Startup Digest
- Website type: email newsletter
- Available in: English
- Owners: Christopher McCann, Brendan McManus via Techstars Central LLC
- Website: https://www.startupdigest.com/
- Commercial: No
- Launched: 2009
- Current status: Active

= StartupDigest =

Startup Digest is a media company that publishes curated email newsletters on startup events and educational content in more than 300 cities. Startup Digest was founded by Christopher McCann and Brendan McManus in 2009.

==History==
After graduating from Cal Poly San Luis Obispo with an entrepreneurship degree in June 2009, McCann moved to Silicon Valley to work with Plug and Play Tech Center. McCann didn’t know anyone in the area and started going to tech events to meet people. He began compiling his own personal list of the best events in Silicon Valley and in November 2009, sent this list in an email to 22 friends.

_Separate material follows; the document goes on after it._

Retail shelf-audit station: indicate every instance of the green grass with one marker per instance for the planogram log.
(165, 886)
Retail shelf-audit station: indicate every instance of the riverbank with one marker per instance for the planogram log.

McCann and his roommate, Brendan McManus, co-founded Startup Digest after the first email. Within 90 days, their list grew from 22 people to 12,000. They took $25,000 in initial funding, and by the end of the first year, their list reached 100,000 subscribers. In March 2011, they received an additional $200,000 in funding from the Kauffman Foundation. Currently, Startup Digest has more than 430,000 subscribers.

Startup Digest was acquired by Startup Weekend in October 2012, and subsequently became part of the Techstars family of companies following its acquisition of Startup Weekend in 2015.

==Description==
Startup Digest is a weekly curated email newsletter. The newsletter contains startup and tech related events in local communities; currently, Startup Digest operates in more than 300 cities all over the world.

Startup Digest used to generate revenue from a VIP program. The company currently has 500 curators across the world.